Hey guys, got a question. Does anyone here know how to play Portal 2 splitscreen co-op? I've Googled 'til I'm blue and everybody says you have to modify config files and a bunch of other stuff. I can do this, but I'm thinking that all of these instructions were written before they had splitscreen support for Portal 2, because it says in the game to just press X on the controller, but it doesn't work. I'm using a Logitech Chillstream.

Thanks, FSG


----------



## bwsealirl (Jan 10, 2010)

Hi, 

Not sure if this is still relevant but I did have the exact same problem, I wanted to play postal 2 splitscreen with one person using a logitech controller and the other using KB/M. First of all you will need to make sure your controller is being detected as a 360 controller by placing these: x360ce - XBOX 360 Controller emulator - Google Project Hosting files in with the binaries of portal 2. If this does work then your controller should be detected and work like an xbox 360 controller. If there are any problems with analogue sticks or anything like that it is best to sort them now. 

Ok all going well you should be able to play portal 2's single player with the controller perfectly. If you select splitscreen but the game probably will not be able to detect your controller as a controller for player 2 (player 1 being the KB/M) to remedy this open up the command console with the tilde key (it might have to be enabled from options) and input this command: joy_remap_player_for_controller1 2 this should re-allocate the controller to player 2 and allow you to progress off the menu. I cant recall if this has to be done every time but I did manage to get it working before. 
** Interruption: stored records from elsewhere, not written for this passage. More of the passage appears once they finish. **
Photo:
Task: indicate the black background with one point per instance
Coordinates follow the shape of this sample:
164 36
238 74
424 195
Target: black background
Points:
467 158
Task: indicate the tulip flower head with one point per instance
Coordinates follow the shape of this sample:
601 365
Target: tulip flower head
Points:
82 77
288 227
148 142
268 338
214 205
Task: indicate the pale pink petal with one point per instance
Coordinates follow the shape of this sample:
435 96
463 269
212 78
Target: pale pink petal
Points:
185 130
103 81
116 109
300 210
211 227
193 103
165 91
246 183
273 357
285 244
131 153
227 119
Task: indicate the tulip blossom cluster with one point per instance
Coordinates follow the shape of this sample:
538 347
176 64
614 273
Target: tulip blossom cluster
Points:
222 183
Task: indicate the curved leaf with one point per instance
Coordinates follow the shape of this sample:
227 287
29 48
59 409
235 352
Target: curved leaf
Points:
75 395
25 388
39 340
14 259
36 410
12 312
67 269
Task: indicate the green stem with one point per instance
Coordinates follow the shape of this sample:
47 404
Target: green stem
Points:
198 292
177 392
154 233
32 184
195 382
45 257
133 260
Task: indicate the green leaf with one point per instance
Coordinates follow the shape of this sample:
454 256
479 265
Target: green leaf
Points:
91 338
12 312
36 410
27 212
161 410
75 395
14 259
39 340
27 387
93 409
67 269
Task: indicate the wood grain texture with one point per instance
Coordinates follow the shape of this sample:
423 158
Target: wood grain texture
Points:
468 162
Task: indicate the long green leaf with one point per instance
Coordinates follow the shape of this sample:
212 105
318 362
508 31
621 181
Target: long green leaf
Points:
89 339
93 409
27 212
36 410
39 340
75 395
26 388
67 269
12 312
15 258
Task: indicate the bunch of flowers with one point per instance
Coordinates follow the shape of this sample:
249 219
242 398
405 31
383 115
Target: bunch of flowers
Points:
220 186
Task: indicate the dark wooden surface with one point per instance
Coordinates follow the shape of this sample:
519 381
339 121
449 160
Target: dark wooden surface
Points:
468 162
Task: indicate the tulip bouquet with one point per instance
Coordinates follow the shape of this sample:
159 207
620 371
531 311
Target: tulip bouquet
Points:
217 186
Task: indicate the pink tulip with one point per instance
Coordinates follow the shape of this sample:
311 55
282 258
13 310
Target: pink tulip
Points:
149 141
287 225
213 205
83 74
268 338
Hopefully this will work and if you have any questions, please reply.


----------



## Flight Sim Guy (Dec 19, 2011)

Thanks, man. I actually haven't tried it in about a week, but when I get the chance I'll give it a try.:thanx:


----------



## Flight Sim Guy (Dec 19, 2011)

Okay, finally got a chance to check it out and, viola! Thanks, man. Do you know if you could do it with two KB/M?


----------